William Maley
Staff Writer - CheersandGears.com
August 8, 2013
The Chicken Tax, a fifty year-old tariff put in place to tax 25 percent on all imported trucks could be gone in the near future.
The U.S. is currently in talks currently in negotiations with the the Trans-Pacific Partnership over free-trade agreements. One of the countries in the Trans-Pacific Partnership is Japan, a country that currently imposes strict restrictions on U.S. imports. The U.S. is using the elimination of the Chicken Tax as bargaining chip in the negotiations to hopefully open up and let domestic automakers come in.
“The automakers see it as some leverage to getting other countries to open up their markets.

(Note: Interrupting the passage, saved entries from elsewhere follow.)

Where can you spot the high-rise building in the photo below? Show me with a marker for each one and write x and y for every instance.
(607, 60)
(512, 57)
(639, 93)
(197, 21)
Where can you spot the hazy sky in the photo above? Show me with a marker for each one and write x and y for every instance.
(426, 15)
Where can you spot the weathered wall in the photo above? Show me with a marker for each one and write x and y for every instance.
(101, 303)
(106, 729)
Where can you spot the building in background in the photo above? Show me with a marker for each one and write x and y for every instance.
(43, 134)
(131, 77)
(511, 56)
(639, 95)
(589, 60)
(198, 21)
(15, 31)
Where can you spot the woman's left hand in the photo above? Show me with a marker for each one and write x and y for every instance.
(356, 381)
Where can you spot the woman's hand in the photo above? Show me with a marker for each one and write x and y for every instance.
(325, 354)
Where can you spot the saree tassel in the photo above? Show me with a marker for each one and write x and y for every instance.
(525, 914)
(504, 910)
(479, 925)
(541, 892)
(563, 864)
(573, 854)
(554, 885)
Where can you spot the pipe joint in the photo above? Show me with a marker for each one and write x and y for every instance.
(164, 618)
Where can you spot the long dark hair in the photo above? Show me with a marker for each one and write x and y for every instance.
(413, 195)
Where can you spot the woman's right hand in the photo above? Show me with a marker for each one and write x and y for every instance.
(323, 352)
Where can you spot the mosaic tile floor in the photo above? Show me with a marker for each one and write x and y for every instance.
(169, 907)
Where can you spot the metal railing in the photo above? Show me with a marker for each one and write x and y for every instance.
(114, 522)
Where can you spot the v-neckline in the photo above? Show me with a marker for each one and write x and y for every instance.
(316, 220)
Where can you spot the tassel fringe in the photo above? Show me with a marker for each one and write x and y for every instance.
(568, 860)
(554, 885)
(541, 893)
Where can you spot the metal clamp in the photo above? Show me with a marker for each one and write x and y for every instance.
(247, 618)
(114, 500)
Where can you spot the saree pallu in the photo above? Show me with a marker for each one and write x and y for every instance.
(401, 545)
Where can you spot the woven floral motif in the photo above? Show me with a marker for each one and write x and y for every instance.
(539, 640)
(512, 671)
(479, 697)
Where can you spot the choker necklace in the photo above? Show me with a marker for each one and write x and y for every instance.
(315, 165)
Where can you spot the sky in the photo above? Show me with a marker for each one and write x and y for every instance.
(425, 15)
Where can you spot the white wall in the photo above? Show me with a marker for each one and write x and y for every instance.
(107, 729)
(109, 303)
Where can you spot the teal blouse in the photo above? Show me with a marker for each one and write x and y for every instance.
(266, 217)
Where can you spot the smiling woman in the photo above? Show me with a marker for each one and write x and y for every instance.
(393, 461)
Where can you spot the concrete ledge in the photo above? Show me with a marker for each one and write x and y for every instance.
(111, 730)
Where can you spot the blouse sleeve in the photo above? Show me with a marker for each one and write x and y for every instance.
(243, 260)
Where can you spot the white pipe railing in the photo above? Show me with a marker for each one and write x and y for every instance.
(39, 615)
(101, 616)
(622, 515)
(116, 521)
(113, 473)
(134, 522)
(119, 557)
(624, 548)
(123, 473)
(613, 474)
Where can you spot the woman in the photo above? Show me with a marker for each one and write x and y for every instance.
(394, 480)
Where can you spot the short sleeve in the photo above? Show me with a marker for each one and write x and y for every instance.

The tariff doesn’t seem to make any sense now, particularly since the industry has globalized, or at least regionalized, but this is what happens with transfer programs, with protectionism, with social safety nets," said Daniel Ikenson, director of the Cato Institute’s Herbert A. Stiefel Center for Trade Policy Studies.
Cases in point:
- Honda, Nissan, and Toyota build their trucks in U.S.
- Ford and for a time Chrysler used a loophole in the Chicken Tax to bring their vans into U.S.
The Chicken Tax has also hurt automakers. For example, MINI pulled the Clubvan in the U.S. partly due to the Chicken Tax.
If the U.S. is not successful in their negotiations, the Chicken Tax could stay on the books for another 25 to 30 years.